Brannigan tops the world rankings this year having clocked 3:50.05 to win the US Paralympic Trials in July; what he may lack in experience he undoubtedly makes up for with bags of talent.
All three medallists from London 2012 start – Iran’s Peyman Nasiri Bazanjani and Polish duo Daniel Pek and Rafal Korc won gold, silver and bronze respectively, but none have matched Brannigan for speed this year.
The evening session includes the men’s 1,500m T11 final featuring home favourite Odair Santos, who returns to the track after winning 5,000m T11 silver on the opening day of competition at Rio 2016.
Kenya’s Samwel Kimani beat the Brazilian to gold in that race; he and his teammate Wilson Bii are on the start list once again.
Both the men’s and women’s 1,500m T54 take place on Tuesday evening. Tatyana McFadden made her intentions clear as she took a notable lead in the opening heat of the women’s event, while her teammate Amanda McGrory led the way in the second qualifier.
The men’s 1,500m T54 typically involves a significant number of world-class wheelchair racers and this final proves no different.
Thai world champion Rawat Tana and his teammate, 5,000m T54 Paralympic champion Prawat Wahoram, Great Britain’s reigning Paralympic champion David Weir, Australia’s multiple world and Paralympic champion Kurt Fearnley, and Switzerland’s 2013 world champion Marcel Hug all qualified automatically.
In the shorter distances, Great Britain’s Georgie Hermitage is chasing her second gold of the Games as she goes in the women’s 400m T37 final.
The 27-year-old reigning world champion was in scintillating form at the recent European Championships in Grosseto, Italy, setting a new world record of 1:00.63. She will surely be hard to beat again here.
Fellow Briton Libby Clegg will also be hoping to clinch her second title at Rio 2016 after winning the 100m T11 on Friday (9 September).
Clegg, who was reclassified to T11 earlier this year, saw off a tough field including defending champion and home favourite Terezinha Guilhermina as well as China’s world champion Cuiqing Liu to win the shorter sprint; she will be out to do the same on Tuesday.
The USA’s Ray Martin, four-time Paralympic champion at London 2012, competes in the men’s 400m T52 final – his second chance for gold at Rio 2016, having missed out on the 100m T52 title on Saturday (10 September) to his US teammate Gianfranco Iannotta.
Martin is the current world record holder – he clocked 55.19 in Switzerland last year, while Japan’s Tomoki Sato is the reigning world champion from Qatar, a race that Martin chose to miss in order to return to the USA in time for the New York marathon and his father’s birthday. It will be fascinating to see how the final unfolds.

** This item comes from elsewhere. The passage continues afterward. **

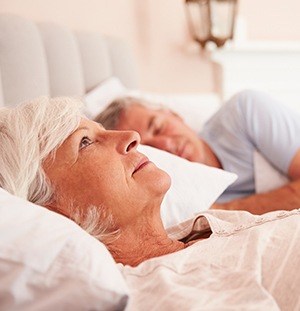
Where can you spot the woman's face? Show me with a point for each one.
(103, 168)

An exciting duel is on the cards in the final of the men’s 100m T51 as defending Paralympic champion and world record holder Tony Piispanen of Finland and reigning world champion Peter Genyn of Belgium go under starters’ orders.
Genyn competed at London 2012 for the Belgian wheelchair rugby team, then switched to Para athletics after breaking his leg in 2013. He finished runner-up behind Piispanen at the European Championships in 2014, but has been making his mark ever since, winning the world title last year and the European crown last June. Watch out too for Algeria’s Mohamed Berrahal.
The day’s field events kick off with the men’s club throw F32, which features the silver and bronze medallists from last year’s World Championships, Algeria’s Lahouari Bahlaz and Poland’s Maciej Sochal.
Sochal, 29, broke the world record when he threw 37.19m at the European Championships; Bahlaz already has Paralympic shot put F32 silver to his name in Rio and a personal best of 37.51m. Predicting the winner is not easy.
All three medallists from the 2015 World Championships line up in the women’s javelin F46. Great Britain’s Hollie Arnold led the way in Doha, Qatar, with Poland’s Katarzyna Piekart and New Zealander Holly Robinson taking silver and bronze respectively.
Arnold and Robinson have both thrown over 40m this season; Piekart’s world record of 41.15m was set when she won the Paralympic title four years ago. With Paralympic medals at stake the world record is surely under threat – but who will throw furthest?